El poder destructivo de las armas quiere hacer olvidar que los
invasores extranjeros nada tienen que hacer en suelo afgano, luego
de haber utilizado la política de dividir para vencer y las pingües
ganancias de un narcotráfico que implanta anualmente récord de
producción.
Gran Bretaña vuelve a ser el principal sostén del Pentágono en
sus aventuras bélicas. Londres quiere hacer olvidar que el imperio
británico sufrió desastrosas pérdidas cuando invadió en el siglo XIX
a Afganistán y erigió un régimen títere en Kabul, al igual que
Washington.
Bush ignoró ese y otros hechos, así como siglos de experiencia,
mientras las propias fuerzas norteamericanas, como las británicas,
enseñan a cientos de miles de jóvenes a matar con eficacia, cuestión
que se revierte contra ellos.
El ejército de Estados Unidos, por ejemplo, suministró el
entrenamiento a Timothy McVeigh, condenado y ejecutado por su papel
en la explosión de Oklahoma (antes de los atentados del 11 de
septiembre del 2001).
Ese terrorista, como aquellos que le acompañaron, no necesitaron
de Afganistán, ni tampoco quienes volaron la estación de trenes de
Madrid, o los que atacaron el subterráneo de Londres.
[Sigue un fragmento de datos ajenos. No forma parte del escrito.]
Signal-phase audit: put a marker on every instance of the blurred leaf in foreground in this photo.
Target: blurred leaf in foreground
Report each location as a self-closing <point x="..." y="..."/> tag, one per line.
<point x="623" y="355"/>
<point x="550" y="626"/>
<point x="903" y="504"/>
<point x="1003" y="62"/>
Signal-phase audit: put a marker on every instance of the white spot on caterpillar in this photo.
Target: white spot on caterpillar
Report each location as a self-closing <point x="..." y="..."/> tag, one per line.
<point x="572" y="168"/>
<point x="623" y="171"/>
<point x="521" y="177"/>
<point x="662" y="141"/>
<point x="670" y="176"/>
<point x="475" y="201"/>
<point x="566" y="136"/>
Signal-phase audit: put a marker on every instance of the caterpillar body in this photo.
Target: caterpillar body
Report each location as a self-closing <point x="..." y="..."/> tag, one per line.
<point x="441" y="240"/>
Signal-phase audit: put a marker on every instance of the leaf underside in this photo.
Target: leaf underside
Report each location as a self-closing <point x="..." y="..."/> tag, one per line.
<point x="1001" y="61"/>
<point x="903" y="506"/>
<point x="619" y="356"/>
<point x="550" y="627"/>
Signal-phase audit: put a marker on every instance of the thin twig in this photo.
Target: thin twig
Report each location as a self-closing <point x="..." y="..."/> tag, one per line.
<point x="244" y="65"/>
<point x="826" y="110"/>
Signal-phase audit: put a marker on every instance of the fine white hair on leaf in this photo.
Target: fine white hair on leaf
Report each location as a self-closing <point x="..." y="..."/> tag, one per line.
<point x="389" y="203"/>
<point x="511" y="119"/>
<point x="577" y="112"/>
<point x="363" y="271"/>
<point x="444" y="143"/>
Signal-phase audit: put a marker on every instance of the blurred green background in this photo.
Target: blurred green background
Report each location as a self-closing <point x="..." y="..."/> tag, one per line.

El periodista William Pfaff cita a Roy Steward, jefe de la
Fundación Montaña Turquesa, en Kabul, cuando dice que Washington y
sus aliados occidentales deben aceptar que no tienen el poder, el
conocimiento y la legitimidad para cambiar esas sociedades.
Pero la ambición de apoderarse de las riquezas ajenas y de
controlar los caminos que conduzcan a ellas, hace que Estados Unidos
trate de imponer en esa nación centroasiática lo que llama sus
valores, con el uso de bombarderos B-52, tanques y fusiles,
incrementados a los siete años de comenzada la invasión.